Boorman évacue la question du racisme au cœur de cette problématique du rapt dans le western américain (voir La Prisonnière du désert) et la déplace du côté de l’écologie. L’adjectif « visionnaire » fut souvent employé à tort ou à raison à propos d’un cinéaste peu avare en effets psychédéliques et imagerie pompière dans ses productions des années 70 – il en subsiste quelque chose dans La Forêt d’émeraude, avec les rites initiatiques des « Invisibles. » Il se révèle pertinent au sujet du cri d’alerte lancé par Boorman dès 1985 contre la destruction de l’Amazonie, « poumon de la planète » (avec les océans) dont on évalue aujourd’hui les conséquences désastreuses.

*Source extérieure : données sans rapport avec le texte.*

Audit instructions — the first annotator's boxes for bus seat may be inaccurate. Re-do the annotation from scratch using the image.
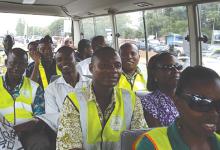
[121,129,151,150]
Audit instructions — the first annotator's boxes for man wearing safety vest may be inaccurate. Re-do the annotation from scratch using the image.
[0,48,51,150]
[26,36,61,90]
[56,47,147,150]
[118,43,147,92]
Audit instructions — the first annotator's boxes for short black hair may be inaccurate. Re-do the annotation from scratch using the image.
[56,46,74,55]
[175,65,220,96]
[39,35,53,44]
[91,35,105,51]
[119,43,139,55]
[27,41,38,49]
[78,39,91,54]
[91,46,119,64]
[147,52,175,91]
[8,48,28,61]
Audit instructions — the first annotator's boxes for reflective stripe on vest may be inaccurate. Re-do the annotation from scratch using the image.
[0,77,38,125]
[39,62,61,89]
[68,87,136,150]
[143,127,172,150]
[118,73,146,91]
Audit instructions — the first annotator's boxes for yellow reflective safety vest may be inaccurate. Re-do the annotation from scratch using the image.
[0,77,39,125]
[38,62,61,89]
[118,73,147,92]
[140,127,172,150]
[135,127,220,150]
[68,87,136,150]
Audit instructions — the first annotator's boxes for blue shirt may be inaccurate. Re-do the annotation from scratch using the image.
[3,75,45,115]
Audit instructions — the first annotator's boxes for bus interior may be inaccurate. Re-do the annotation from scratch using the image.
[0,0,220,149]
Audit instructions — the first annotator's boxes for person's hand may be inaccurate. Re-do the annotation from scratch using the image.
[13,118,40,133]
[30,51,41,65]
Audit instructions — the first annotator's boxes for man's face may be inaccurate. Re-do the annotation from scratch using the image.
[120,45,140,74]
[6,53,28,79]
[38,43,53,62]
[56,51,76,75]
[90,54,122,88]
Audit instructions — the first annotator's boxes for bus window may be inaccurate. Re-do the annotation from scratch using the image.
[94,16,113,46]
[81,18,95,40]
[115,11,147,77]
[199,2,220,75]
[144,6,190,68]
[0,13,71,75]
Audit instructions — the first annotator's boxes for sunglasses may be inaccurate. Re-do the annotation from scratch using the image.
[180,93,220,113]
[156,64,183,71]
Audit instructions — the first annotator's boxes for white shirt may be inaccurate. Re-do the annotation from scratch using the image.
[45,75,89,113]
[44,75,90,132]
[76,57,92,78]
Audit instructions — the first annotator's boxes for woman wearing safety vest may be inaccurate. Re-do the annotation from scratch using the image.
[133,66,220,150]
[118,43,147,92]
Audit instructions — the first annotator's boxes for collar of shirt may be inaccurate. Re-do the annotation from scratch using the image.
[57,74,90,89]
[123,67,141,85]
[86,83,116,124]
[167,120,220,150]
[3,74,24,98]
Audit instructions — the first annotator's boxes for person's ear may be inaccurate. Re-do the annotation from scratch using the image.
[89,63,93,74]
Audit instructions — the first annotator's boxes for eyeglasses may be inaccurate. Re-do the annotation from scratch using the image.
[180,93,220,113]
[156,64,183,71]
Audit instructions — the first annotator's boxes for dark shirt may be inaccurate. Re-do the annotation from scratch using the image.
[26,59,57,88]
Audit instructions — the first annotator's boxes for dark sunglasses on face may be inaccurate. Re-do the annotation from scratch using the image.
[157,64,183,71]
[180,93,220,113]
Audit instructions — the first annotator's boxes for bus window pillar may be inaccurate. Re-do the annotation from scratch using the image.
[187,4,202,66]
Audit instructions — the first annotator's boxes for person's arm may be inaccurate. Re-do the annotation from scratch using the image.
[44,84,59,114]
[56,96,83,150]
[29,51,41,82]
[130,97,148,129]
[144,111,162,128]
[32,86,45,115]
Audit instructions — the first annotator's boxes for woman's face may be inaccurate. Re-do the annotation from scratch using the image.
[176,79,220,137]
[154,55,182,89]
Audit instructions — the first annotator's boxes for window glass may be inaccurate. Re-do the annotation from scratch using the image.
[0,13,71,75]
[94,16,113,46]
[81,18,95,40]
[144,6,189,68]
[199,2,220,74]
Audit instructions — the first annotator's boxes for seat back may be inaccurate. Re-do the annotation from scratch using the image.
[121,129,151,150]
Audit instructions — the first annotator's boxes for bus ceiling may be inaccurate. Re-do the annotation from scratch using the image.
[0,0,219,18]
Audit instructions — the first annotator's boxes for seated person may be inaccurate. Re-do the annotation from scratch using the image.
[44,46,89,132]
[140,52,181,127]
[134,66,220,150]
[0,48,51,150]
[75,39,93,62]
[27,40,39,63]
[3,34,14,56]
[26,36,61,90]
[76,35,106,78]
[56,47,147,150]
[118,43,147,91]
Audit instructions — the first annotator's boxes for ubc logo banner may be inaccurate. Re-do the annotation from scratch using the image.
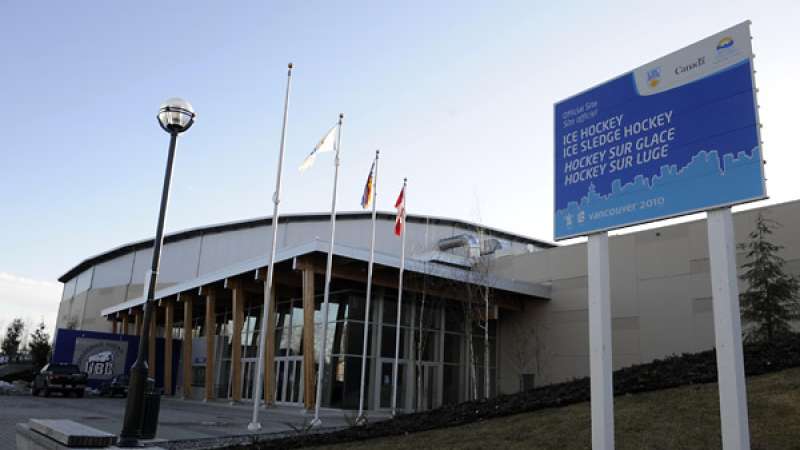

John Boorman transpose son western dans la forêt amazonienne dont la tranquillité sauvage et millénaire est dérangée par la construction d’un barrage en vue d’une installation portuaire. Des plans insistent sur la lacération et le déracinement des arbres par les bulldozers. Un ingénieur américain constate l’enlèvement de son fils de huit ans aux abords du chantier. Dix ans plus tard, tandis que le barrage est bientôt terminé, il entre enfin en contact lors d’une expédition dans la jungle avec son fils, devenu un jeune guerrier de la tribu des « Invisibles », appelée ainsi en raison de son art du camouflage qui lui permet de vivre en parfaite communion avec la nature, sans aucun contact avec la civilisation moderne. Cinéaste rousseauiste, Boorman magnifie la sagesse et la beauté de cette tribu amazonienne, lui vouant une admiration sans borne qu’il rend communicative par la splendeur des images du chef opérateur Philippe Rousselot. Au-delà de son message écologique et humaniste La Forêt d’émeraude entretient des liens thématiques et visuels évidents avec les films précédents de Boorman, notamment Délivrance (la rivière comme lieu de retour à la sauvagerie) et Excalibur. Spectaculaire récit d’aventures, rythmé et traversé de scènes inoubliables, La Forêt d’émeraude est également un beau film sur la relation entre un père (Powers Boothe) et son fils (Charley Boorman, le propre fils du réalisateur), renouée de manière dramatique en pleine attaque de guerriers cannibales après une interruption brutale de dix ans. Les notions de protection et de transmission attachées à la fonction paternelle sont ici inversées et c’est le fils qui, sur son propre terrain, va amener son père à modifier radicalement sa vision du monde et à adopter la cause des Indiens.